Сент-Экзюпери, каким я его знал… | страница 40
В Сен-Жерменском предместье у него была маленькая квартирка на улице Шаналей, где в окно заглядывало дерево, ветви которого, казалось, вот-вот проникнут внутрь. Потом была квартира на площади Вобан, с ее террасы был виден весь Париж с Эйфелевой башней, оттуда Сент-Экзюпери созерцал мир, словно никогда не поднимался выше. Была студия в Отёй, своего рода часовня с прекрасной ванной комнатой и вечными часами, которые, как и само время, никогда не требовалось заводить. Был дом в Комб-ла-Виль с садом, изящными деревьями, среди которых переваливалась утка, добросовестно исполнявшая роль редкостной птицы, утоляющей жажду в лужах тропиков.

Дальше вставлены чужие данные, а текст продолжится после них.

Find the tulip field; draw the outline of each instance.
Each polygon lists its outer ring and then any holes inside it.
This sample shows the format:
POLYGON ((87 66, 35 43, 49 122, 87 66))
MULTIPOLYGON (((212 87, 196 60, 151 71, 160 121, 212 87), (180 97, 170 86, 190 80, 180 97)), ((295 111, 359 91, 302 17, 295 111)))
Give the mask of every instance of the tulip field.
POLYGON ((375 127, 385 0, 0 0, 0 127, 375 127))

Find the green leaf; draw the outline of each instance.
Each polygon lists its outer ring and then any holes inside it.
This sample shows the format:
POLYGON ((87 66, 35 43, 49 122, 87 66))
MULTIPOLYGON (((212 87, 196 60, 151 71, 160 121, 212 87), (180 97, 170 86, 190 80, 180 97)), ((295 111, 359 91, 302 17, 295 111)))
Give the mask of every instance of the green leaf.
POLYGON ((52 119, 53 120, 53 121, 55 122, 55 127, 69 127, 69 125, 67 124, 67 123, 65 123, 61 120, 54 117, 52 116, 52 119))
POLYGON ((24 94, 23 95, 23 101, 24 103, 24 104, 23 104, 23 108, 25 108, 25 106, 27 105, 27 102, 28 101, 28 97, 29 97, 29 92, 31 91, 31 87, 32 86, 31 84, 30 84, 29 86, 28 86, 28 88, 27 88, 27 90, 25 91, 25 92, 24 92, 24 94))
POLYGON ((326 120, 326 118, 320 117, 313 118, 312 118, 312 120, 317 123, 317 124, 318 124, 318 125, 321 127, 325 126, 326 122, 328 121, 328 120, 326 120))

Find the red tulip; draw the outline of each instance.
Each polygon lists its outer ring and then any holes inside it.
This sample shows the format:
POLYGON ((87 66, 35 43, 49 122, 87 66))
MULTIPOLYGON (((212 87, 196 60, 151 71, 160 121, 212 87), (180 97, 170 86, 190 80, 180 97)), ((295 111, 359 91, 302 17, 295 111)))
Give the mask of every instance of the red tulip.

Кто это говорил о его снисходительности? Если под этим подразумевать мягкость суждения, то я не признаю за ним такого качества. И те, кто, наблюдая его мнимую близость с глупцом или злым человеком, поверил в его снисходительность, глубоко ошибались. Ему всегда была интересна человеческая личность, не укладывающаяся в терминологический словарь справочников по психологии. Он любил проникнуть в самую суть любого существа. И распознать благородство, которое может оправдать даже последнего негодяя. А также низость, способную уничтожить, казалось бы, законченное единство вполне ладно скроенной личности.
Я признателен ему за то, что иногда он приобщал меня к своим открытиям. Так, он познакомил меня с одним странным персонажем, похожим на Базиля,[31] дельцом, чья личность сформировалась в бесчисленных спальных вагонах и на всевозможных аэродромах. В этом завсегдатае ночных заведений скрывалось не то нежное потаенное чувство, каким любая классическая психология наделяет сердце убийц, а неведомая, беспричинная и тайная склонность к спасению.
Глупость представлялась Сент-Экзюпери некой силой природы, поселившейся в человеке. Как-то на одном из многолюдных собраний в Рождественскую ночь ко мне с этаким доверительным видом, свойственным зачастую глупым людям, подошел некий человек. Он завел нескончаемую речь, состоявшую из общих слов и штампов и удручающую своей продолжительностью и совершенством. Сент-Экзюпери услышал несколько обрывков. Когда мой собеседник удалился, он подошел ко мне, наклонился и, указав взглядом на редкостное чудище, шепнул: «Ну как?», выражая тем самым и ужас, и восхищение.
Беспокойство христианина, беспокойство Паскаля, суетность удовольствия. И хотя удовольствием для него был героизм, это не усмиряло его неудовлетворенности.